Tecnologia emperra e eleição para reitor da UTFPR é suspensa

O Colégio Eleitoral da Universidade Tecnológica Federal do Paraná declarou na noite de ontem que não poderá concluir a apuração dos votos da eleição para reitor que a instituição fez no dia 30 de junho. Segundo a nota de esclarecimento assinada pelo presidente do colégio eleitoral, Jair Ferreira de Almeida, a chave de criptografia que permitiria o acesso aos votos não funcionou em algumas urnas (não foram apuradas 19 das 39 urnas). “Sendo assim, este Colégio Eleitoral dá por encerrada a suspensão temporária da apuração e deixa de apresentar o resultado da consulta”, escreveu.

Com isso a eleição para reitor da instituição fica em suspenso até que se encontre uma solução. A reitora em exercício Vanessa Ishikawa Rasoto fez um pronunciamento (https://www.youtube.com/watch?v=0iyAQYq3RWg&feature=youtu.be) no qual leu um texto explicando o ocorrido. Ela, no entanto, veiculou uma informação inverídica que seria a exigência para o envio dos nomes da lista tríplice ao MEC com 60 dias antes do fim do mandato do atual reitor. Isso não é verdade porque a eleição ocorre sob a égide da MP 914/2019, como foi reconhecido pelo 6ª Vara Federal de Curitiba, e ela não exige tal prazo. Vanessa Rasoto concorre à reeleição como vice da candidatura do reitor Luiz Pilatti.

Isso causou receio no grupo que concorre contra os atuais reitor (licenciado) e reitora em exercício. Segundo o professor Antonio Gonçalves de Oliveira há o risco de se usar o argumento do prazo para inibir a realização de uma nova eleição em toda a universidade. “Nós defendemos que todos os membros da comunidade acadêmica possam votar novamente. Devemos lembrar que a eleição foi feita durante o maior temporal e com a passagem do ciclone bomba pelo Paraná e muitas cidades onde tempos campi ficaram sem luz ao longo do dia. Como a votação é eletrônica não há problema em abrir para que todos votem novamente. Aliás, para se falar em democracia de fato é preciso ouvir e respeitar a vontade da comunidade”.
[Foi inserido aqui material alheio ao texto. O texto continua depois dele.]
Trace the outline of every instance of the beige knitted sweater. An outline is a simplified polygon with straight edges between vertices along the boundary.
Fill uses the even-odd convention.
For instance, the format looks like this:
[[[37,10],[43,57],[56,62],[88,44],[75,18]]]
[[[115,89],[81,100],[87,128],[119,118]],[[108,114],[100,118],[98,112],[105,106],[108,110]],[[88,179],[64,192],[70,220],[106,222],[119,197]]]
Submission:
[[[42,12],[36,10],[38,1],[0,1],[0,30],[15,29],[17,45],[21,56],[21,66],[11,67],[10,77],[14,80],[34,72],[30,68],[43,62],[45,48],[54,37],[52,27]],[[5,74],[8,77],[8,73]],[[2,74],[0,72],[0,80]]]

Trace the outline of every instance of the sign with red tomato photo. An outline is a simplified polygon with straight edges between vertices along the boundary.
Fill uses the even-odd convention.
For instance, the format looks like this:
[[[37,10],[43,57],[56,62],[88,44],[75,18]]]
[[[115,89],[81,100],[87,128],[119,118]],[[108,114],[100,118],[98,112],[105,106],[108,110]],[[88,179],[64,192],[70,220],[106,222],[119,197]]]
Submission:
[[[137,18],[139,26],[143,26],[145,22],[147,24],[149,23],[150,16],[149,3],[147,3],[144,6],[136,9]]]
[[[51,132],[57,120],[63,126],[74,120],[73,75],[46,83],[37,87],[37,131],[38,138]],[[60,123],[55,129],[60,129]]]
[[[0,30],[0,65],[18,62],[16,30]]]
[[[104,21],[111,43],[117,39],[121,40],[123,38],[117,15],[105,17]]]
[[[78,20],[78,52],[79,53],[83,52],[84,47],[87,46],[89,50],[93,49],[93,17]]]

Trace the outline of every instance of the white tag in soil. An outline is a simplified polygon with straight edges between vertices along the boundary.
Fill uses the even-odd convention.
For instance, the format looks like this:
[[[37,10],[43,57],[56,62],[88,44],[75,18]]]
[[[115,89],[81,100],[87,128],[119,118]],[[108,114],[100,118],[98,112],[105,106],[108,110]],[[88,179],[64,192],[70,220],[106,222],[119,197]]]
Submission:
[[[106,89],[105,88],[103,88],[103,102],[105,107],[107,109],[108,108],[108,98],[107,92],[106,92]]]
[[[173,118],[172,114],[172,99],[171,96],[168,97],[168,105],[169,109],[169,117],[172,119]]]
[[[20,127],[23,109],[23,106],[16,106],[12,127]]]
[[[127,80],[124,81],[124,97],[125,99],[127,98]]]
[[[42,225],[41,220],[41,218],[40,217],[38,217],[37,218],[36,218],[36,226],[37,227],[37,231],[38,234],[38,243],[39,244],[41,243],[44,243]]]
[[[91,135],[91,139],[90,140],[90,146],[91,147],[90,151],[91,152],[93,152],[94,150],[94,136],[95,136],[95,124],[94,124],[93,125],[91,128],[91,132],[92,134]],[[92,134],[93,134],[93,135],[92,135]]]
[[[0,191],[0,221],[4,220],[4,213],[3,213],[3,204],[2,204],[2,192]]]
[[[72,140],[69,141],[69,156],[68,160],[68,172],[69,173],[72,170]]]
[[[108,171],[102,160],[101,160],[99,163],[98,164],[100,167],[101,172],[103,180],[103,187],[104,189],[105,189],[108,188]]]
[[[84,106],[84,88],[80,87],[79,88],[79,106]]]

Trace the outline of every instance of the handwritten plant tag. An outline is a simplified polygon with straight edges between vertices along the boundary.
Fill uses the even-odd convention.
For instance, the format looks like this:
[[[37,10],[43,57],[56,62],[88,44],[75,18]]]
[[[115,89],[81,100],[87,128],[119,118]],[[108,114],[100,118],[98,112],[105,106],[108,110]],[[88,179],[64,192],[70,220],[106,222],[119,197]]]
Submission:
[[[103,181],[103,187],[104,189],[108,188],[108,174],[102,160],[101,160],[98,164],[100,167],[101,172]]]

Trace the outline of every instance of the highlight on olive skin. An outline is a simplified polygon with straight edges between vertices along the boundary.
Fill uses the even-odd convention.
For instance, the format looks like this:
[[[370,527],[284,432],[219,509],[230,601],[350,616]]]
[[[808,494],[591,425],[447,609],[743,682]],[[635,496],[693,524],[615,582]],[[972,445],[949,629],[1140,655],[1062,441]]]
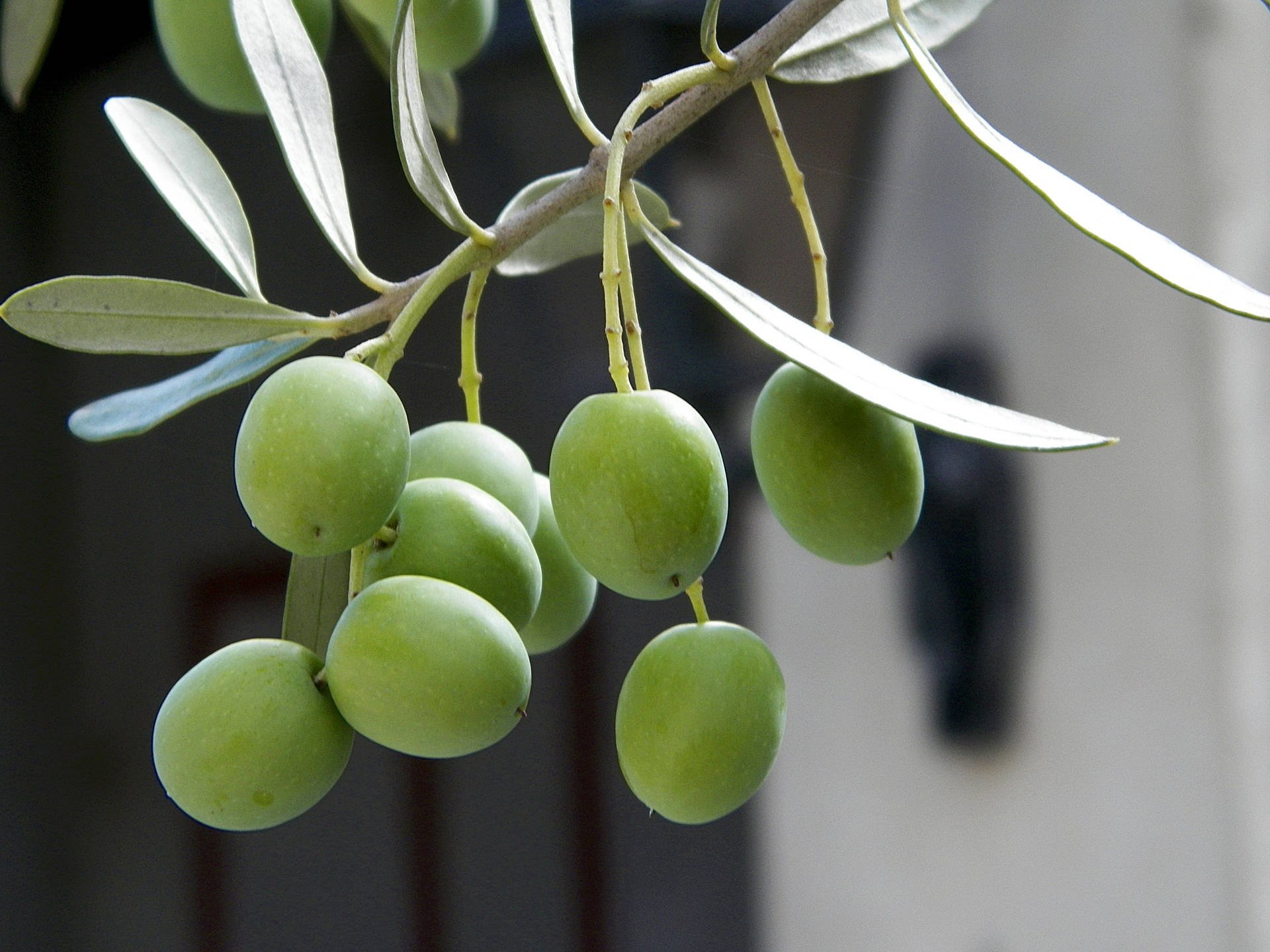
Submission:
[[[538,491],[530,457],[493,426],[465,420],[434,423],[410,434],[410,479],[447,476],[489,493],[533,534]]]
[[[569,550],[602,585],[664,599],[710,565],[728,519],[714,434],[664,390],[596,393],[551,449],[551,500]]]
[[[650,641],[617,698],[617,760],[640,801],[701,824],[754,795],[785,731],[785,678],[757,635],[678,625]]]
[[[234,476],[251,523],[304,556],[343,552],[392,513],[409,467],[405,409],[370,367],[306,357],[276,371],[243,415]]]
[[[925,479],[913,424],[798,364],[759,393],[751,452],[772,514],[822,559],[876,562],[917,524]]]
[[[582,630],[596,607],[598,585],[560,534],[550,480],[542,473],[533,473],[533,479],[538,487],[533,548],[542,566],[542,598],[533,617],[521,628],[521,638],[531,655],[538,655],[560,647]]]
[[[335,27],[331,0],[293,0],[309,39],[325,56]],[[230,0],[154,0],[159,46],[177,79],[213,109],[264,114],[264,100],[234,30]]]
[[[444,477],[411,480],[366,562],[366,581],[428,575],[462,585],[523,627],[542,594],[533,541],[505,505],[483,489]]]
[[[353,746],[321,660],[292,641],[237,641],[192,668],[159,708],[154,762],[168,796],[199,823],[263,830],[309,810]]]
Essa incerteza quanto ao pleito fez com que o candidato Marcos Schiefler Filho também fizesse um pronunciamento na noite de ontem (https://www.youtube.com/watch?v=F-iafBRtSsw). Para ele há o risco de manipulação do processo para que apenas uma parte da comunidade vote novamente, excluindo-se a outra metade. 

O sistema de votação já havia sido objeto de controvérsia anteriormente, tanto que a oposição protocolou vários problemas possíveis, mas eles foram totalmente desconsiderados pelo colégio eleitoral.  Entre as alegações estava o fato de que o sistema para a votação virtual Helios Voting não ofereceria a segurança necessária em termos eleitorais para uma eleição do porte da que seria realizada na UTFPR.

Segundo Schiefler é preciso rever toda a eleição pois tanto o temporal ciclone bomba que assolou o estado do Paraná, quanto a falha do sistema causaram um grande prejuízo a todo o processo. “Precisamos de uma eleição em que seja possível confiar no resultado para dar legitimidade ao próximo reitor. Não podemos ser apressados e descuidados com esse processo, ainda mais agora. É preciso uma eleição isenta. Não existe meio resultado. Não pode existir meia eleição”, afirmou Schiefler.